LC: You’re known for your comedy work. Will there be any laughs in there, or is it all family feuds and tragedy?

RH: Ian McKellan said if you’ve never done stand up, then you’ll never get Hamlet. I’d like to think that’s true! With comedy, tragedy often underpins the jokes. Of the characters I play, two of them are obviously quite funny, in terms of looks. The question is, can you take what is obviously quite funny about them and bring them to a place where they also feel real? If I don’t, then I’ve got it wrong.

LC: You’ve done exclusively theatre in the last few years. Would you like to keep working in the theatre?

RH: I want to keep earning a living! What I love about theatre is the discipline and the teamwork. It’s fulfilling in a way that almost nothing else is. You’re all working towards the same goals, with a kind of mutual respect and discipline. Theatre thrills me and I think anybody who’s worked in theatre would largely say that you see the best of people in these conditions. But equally I’ve just done an episode of Doctor Who and completely adored that. It’s not so much about which medium I want to tell stories in, it’s more about the people I want to work with and the stories I want to tell.

LC: Any chance of a recurring role in Doctor Who...?

RH: I mean, from your mouth to God’s ears! I would like nothing more, but unfortunately it’s not down to me ringing them up and going ‘hey guys!’.

LC: You ran to be an MEP in the last European elections. Do you have any future political ambitions?

RH: Um, no. It’s funny, since the general election I’ve felt a bit... I was trying to think of another word for depressed but let’s go with depressed!

I kind of felt like I could use the low level celebrity I have to wave a flag. What I realised is, most people don’t care as long as they’re OK. I therefore question the validity or the value in being just another voice. I don’t see why any human being alive should give a shit what I think! Why would they? I’m just some bloke who used to tell jokes on telly. With social media you can spread the word that’s being put out by people who do know their stuff. They are far more worth listening to than I am. But at what point is it spreading the word and at what point does everybody just think, sod off mate you love the sound of your own voice? I feel kind of lost in terms of what brings about change.

I don’t understand why people aren’t angry. The end of the Independent Living Fund is literally the same as Conservative MP’s going in to disabled people’s homes and locking the doors. That’s what that boils down to. They can’t get out because they’re not independent. That’s barbaric, right? I think the majority of people feel like it hasn’t hit them and by the time it does, it’ll all be too late. I just want everything to be better and I think there should be people more noble and wiser than I am who are able to bring that about.

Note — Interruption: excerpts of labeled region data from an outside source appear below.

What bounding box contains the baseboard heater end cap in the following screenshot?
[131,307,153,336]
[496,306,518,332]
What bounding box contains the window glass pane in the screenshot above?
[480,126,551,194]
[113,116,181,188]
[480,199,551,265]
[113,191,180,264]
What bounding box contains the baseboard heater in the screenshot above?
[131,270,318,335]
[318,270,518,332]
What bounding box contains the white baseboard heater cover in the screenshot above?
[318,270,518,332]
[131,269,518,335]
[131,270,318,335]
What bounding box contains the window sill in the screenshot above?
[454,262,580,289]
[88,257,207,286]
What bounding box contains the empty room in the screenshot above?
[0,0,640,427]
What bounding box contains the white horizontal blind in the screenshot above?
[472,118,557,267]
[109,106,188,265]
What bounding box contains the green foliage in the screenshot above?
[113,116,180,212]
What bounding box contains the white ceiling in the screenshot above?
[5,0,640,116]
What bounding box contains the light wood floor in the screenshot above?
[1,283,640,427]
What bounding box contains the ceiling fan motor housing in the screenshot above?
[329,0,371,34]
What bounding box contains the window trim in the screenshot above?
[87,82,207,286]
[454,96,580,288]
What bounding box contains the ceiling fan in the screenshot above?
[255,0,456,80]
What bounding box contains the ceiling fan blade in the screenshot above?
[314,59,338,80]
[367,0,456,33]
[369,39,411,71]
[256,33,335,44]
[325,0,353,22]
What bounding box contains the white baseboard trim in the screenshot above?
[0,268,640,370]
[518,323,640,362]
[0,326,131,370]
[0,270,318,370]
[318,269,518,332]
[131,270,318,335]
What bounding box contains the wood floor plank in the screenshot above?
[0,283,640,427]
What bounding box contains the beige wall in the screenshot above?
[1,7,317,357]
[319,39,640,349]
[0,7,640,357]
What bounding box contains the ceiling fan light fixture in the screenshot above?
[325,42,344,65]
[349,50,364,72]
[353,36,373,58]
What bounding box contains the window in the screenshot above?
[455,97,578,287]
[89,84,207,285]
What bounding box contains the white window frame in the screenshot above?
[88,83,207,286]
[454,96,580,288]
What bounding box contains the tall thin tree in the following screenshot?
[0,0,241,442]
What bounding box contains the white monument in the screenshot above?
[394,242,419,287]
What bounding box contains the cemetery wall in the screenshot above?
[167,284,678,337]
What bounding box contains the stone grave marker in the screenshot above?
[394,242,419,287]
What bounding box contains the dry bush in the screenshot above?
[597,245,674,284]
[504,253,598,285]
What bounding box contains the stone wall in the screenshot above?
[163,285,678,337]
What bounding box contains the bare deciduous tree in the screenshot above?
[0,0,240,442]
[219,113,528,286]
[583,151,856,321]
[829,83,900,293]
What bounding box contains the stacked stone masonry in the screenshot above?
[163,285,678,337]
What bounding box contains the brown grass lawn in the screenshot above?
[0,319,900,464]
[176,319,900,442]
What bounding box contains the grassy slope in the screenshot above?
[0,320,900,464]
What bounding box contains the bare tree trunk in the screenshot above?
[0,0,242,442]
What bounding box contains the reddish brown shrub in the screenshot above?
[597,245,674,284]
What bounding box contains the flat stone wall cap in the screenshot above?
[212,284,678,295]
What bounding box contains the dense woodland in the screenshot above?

LC: Do you think there is anyone?

RH: I’m very interested in how Jeremy Corbyn is doing. I think he’s a man of principle. I don’t understand why the other three candidates think you beat Darth Vader by becoming more like Darth Vader. That’s not how it works! You say no, that’s wrong, so let’s fight that. There’s this idea that it’s better that we inflict exactly the same misery on everyone because we get to wear a red tie whilst we do it. The job of Labour should be to convince people that we as a society are all better off by working together.

We live in a democracy where people are scared that Scottish people are going to have their democratic say! The front page of every newspaper was ‘The Scots are coming, vote conservative or the Scottish people will...’. It’s this weird medieval jingoism that we’ve all bought in to. I just don’t understand how we allow the conversation to be conducted in that way.

LC: Does it resonate with the plays?

RH: Massively! That’s why these feel so timely. Interestingly, the project Wars of the Roses was put together in the 1960s at a time of enormous social change in this country. The Second World War was very recent, and people were looking down the barrel of the Cold War. Now you can look at these plays in the shadow of the European Union and domestic politics. You realise the people actually making the decisions are so far removed. Why would they care about your stupid petition or your stupid march? The voices screaming in the corridors of power are not the same as the ones screaming outside in the streets.